ATG’s implementation of sessions and session sharing provides considerable flexibility to Java clients. To understand how, you need to know a little about ATG Web services.
There are two limitations that affect the ATG implementation:
Each ATG Web service can expose only one method.
The JAX-RPC specification restricts a session to one or more calls per Web service endpoint. The Axis implementation obeys this restriction.
This means that each session is comprised of calls made to just one method on one Web service. Had ATG not extended the JAX-RPC concept of sessions to include session sharing, Web services would need to be entirely self-reliant: related Web services could not execute in succession.
Consider Web service security. Currently, the loginUser
Web service determines the security role of the client and allows that to govern the content that the other Web services within that session are able to access. If there were no session sharing, there could be no way to provide security, given that each Web service can have only one method.
ATG provides the ability for Web services to share sessions by extending the Axis offering to include a org.apache.axis.cookies.CookieContainer
class. A CookieContainer
enables HTTP cookies to be shared across different Web service calls.
How Session Sharing Works
Here’s a high level explanation of how it works: You configure your Web service call to create, set, and use a CookieContainer
. The resource you configure depends on the process, dynamic (client stub) or static (generated version of the call), you use to create a Web service call.
Once you instantiate the resource that refers to the CookieContainer
, you assign the CookieContainer
to it.
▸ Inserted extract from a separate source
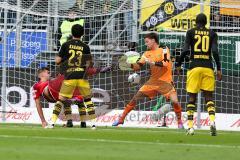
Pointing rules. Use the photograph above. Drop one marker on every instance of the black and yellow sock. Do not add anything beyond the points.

When you execute a call, you create a CookieContainer
instance that records cookies, such as the session cookie, coming from the server.
The first Web service called returns a response with a set-cookie header holding a new session ID because no active session IDs exist in the CookieContainer
. That new session ID is then saved to the CookieContainer
. For each subsequent call, the resource is again analyzed and when it’s determined that maintain sessions is true, the CookieContainer
provides the active session ID to the cookie in the request.
In short, to make Web services able to share sessions, two things need to happen:
The Web service call must be configured to instantiate the
CookieContainer
and permit session sharing. For instructions, see the sections for creating Web service calls.The Web service itself must support sessions. When you create custom Web services, you are given the option to allow sessions.